Consider the possibility of further identification model S1400=f(DM) with the highest adequacy 0.9846 (Table 9 and Figure 13). The price of division of a factor of S1400 according to Table 1 is
equal 0.1 (mJy).Then the measurement error equal to ±0.05 (mJy), and the remainder by point graphics in Figure 13 become smaller this error. The identification process is stopped, wherein the wavelet analysis is completed. Apparently from the schedule of four-membered model in Figure 13, influence of a factor of DM for a factor of S1400 gives three clusters (a plot on abscissa axis):
1) Initial site of DM=0-130 (pc cm-3)
2) Average site of DM=130-300 (pc cm-3)
3) Extreme site of DM=300-800 (pc cm-3).
At each of the sites on the abscissa is finite wavelet signal.

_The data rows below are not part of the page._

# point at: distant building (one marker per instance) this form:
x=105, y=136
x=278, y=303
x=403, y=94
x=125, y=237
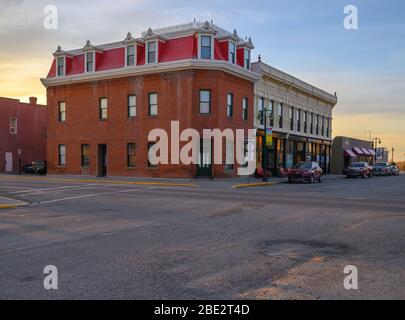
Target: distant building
x=22, y=133
x=300, y=116
x=347, y=150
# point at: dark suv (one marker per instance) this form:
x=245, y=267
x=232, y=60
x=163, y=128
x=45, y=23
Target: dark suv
x=359, y=169
x=305, y=171
x=39, y=166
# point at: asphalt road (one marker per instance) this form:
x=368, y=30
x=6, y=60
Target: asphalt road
x=283, y=241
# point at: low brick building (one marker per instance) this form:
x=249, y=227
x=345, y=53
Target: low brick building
x=104, y=100
x=22, y=133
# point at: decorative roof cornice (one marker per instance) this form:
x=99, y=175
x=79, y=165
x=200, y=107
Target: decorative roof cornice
x=159, y=68
x=247, y=44
x=207, y=28
x=61, y=53
x=90, y=47
x=150, y=35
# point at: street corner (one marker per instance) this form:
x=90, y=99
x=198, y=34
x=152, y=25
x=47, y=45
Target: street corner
x=7, y=203
x=256, y=184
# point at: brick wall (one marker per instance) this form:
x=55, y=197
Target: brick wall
x=178, y=99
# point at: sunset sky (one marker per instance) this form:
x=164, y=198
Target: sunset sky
x=366, y=67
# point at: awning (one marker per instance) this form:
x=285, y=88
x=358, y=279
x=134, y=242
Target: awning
x=371, y=151
x=358, y=151
x=350, y=153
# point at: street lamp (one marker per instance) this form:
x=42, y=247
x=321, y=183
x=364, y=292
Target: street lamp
x=264, y=144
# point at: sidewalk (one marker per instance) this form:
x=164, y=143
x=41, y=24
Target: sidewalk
x=7, y=203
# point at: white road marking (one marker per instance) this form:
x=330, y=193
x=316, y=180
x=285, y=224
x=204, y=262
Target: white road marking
x=96, y=195
x=50, y=189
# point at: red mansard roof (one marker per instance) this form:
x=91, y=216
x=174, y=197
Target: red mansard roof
x=176, y=43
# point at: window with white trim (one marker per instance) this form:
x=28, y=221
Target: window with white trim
x=232, y=52
x=13, y=125
x=153, y=104
x=152, y=52
x=89, y=61
x=206, y=47
x=131, y=106
x=205, y=101
x=61, y=66
x=247, y=59
x=130, y=55
x=62, y=155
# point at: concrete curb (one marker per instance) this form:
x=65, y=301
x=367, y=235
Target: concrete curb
x=257, y=184
x=10, y=203
x=122, y=182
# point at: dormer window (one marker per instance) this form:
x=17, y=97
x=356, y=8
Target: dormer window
x=152, y=52
x=247, y=59
x=130, y=56
x=61, y=66
x=89, y=61
x=232, y=52
x=206, y=47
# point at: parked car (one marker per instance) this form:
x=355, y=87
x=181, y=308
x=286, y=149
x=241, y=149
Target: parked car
x=306, y=172
x=39, y=166
x=395, y=171
x=27, y=169
x=359, y=169
x=382, y=169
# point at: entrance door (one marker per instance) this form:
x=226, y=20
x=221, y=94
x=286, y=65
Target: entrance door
x=204, y=166
x=102, y=160
x=9, y=162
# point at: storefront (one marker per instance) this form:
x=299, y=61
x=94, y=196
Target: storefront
x=287, y=150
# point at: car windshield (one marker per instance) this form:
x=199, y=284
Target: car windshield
x=303, y=165
x=357, y=165
x=380, y=165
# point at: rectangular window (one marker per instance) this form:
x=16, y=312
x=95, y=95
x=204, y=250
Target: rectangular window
x=131, y=147
x=260, y=110
x=131, y=106
x=271, y=113
x=85, y=155
x=151, y=52
x=61, y=66
x=153, y=106
x=247, y=59
x=13, y=125
x=90, y=61
x=245, y=107
x=130, y=56
x=62, y=112
x=323, y=126
x=232, y=52
x=280, y=115
x=151, y=156
x=206, y=47
x=229, y=155
x=229, y=108
x=291, y=118
x=62, y=155
x=205, y=101
x=103, y=109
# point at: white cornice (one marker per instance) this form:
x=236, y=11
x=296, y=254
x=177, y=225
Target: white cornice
x=154, y=68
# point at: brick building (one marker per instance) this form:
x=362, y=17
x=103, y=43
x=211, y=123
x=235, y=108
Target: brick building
x=22, y=133
x=104, y=100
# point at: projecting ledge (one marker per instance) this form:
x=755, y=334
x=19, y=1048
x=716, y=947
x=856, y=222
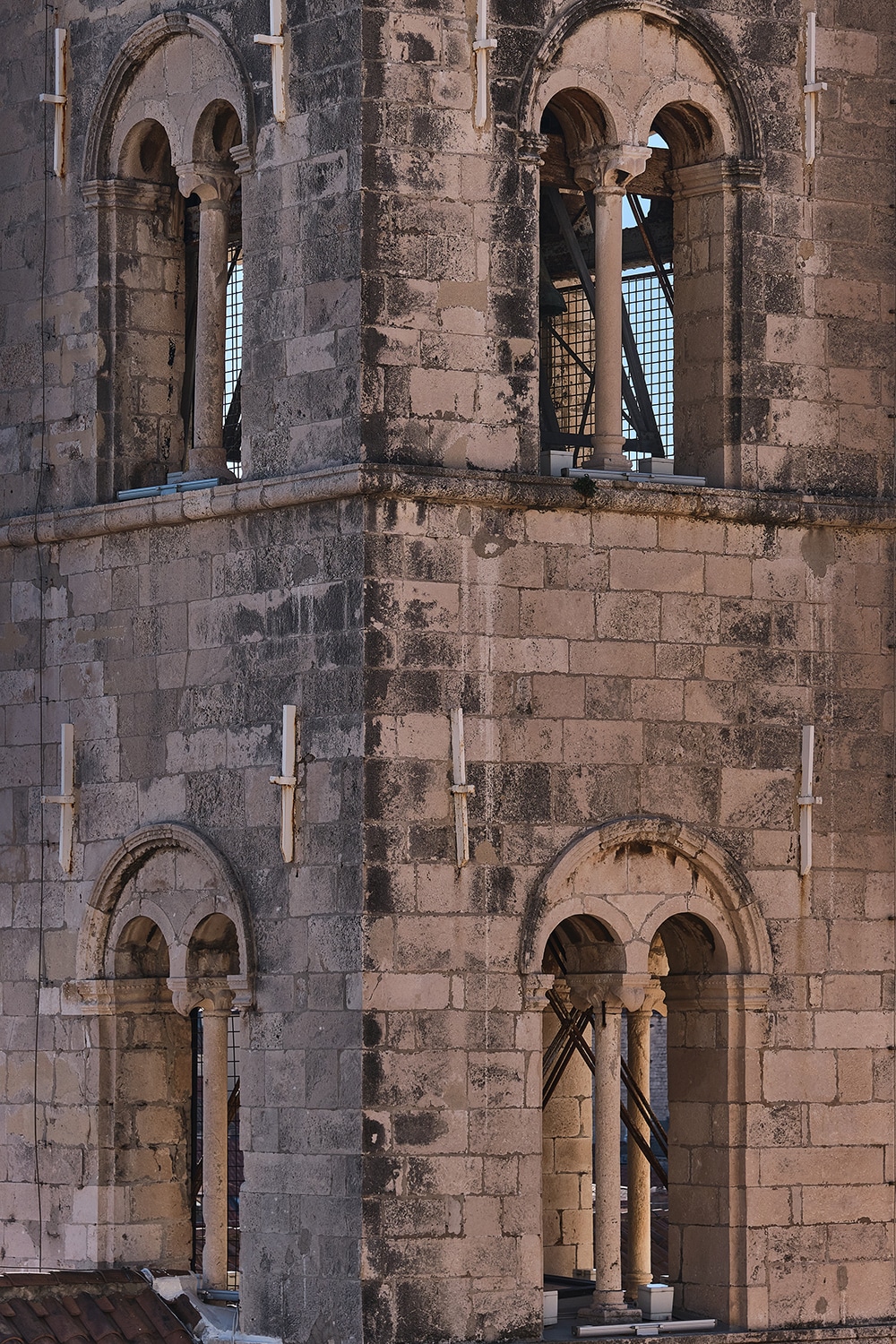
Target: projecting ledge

For some binary relations the number of members in the general statistical model can exceed 100-120 pieces. In this case there is a possibility of carrying out the fractal analysis for group of wavelets on mega, macro, meso and to micro fluctuations.
Applicability of statistical model (1) to parameters of pulsars is proved. As a result each binary relation contains a trend and wavelet signals. Moreover, the trend is a special case of very long period oscillations of the wavelet. As a result the general statistical model represents the plait consisting of a set of lonely waves with variables amplitude and the period of fluctuations.
Quality control input data can be estimated rank distribution of values of parameters of pulsars and the ability to detect the wave patterns of reporting to the design of the same wavelet signal (1). Thus without modeling, only due to ordering of values of parameters on a preference preorder vector "better→worse", it is possible to make a rating of pulsars.
After statistical modeling carried out factor analysis which allows to make the ratings of factors as influencing parameters and how dependent indicators. For strong factorial relations additionally conducted a wavelet analysis, in which re- identification patterns (1) to ascertain residues below the error of measurement of parameters of pulsars. This set of wavelet signals can then be subjected to fractal analysis.
The offered methodology of identification allows to allocate waves of the binary relations between the measured factors. Thus for 24 pulsars characterized by nit dimensional wavelets, which can then be compared with the heuristic views of specialists. The method of identification allows to allocate the most significant parameters and the binary relations between them at pulsars on which it will be necessary to increase the accuracy of future measurements.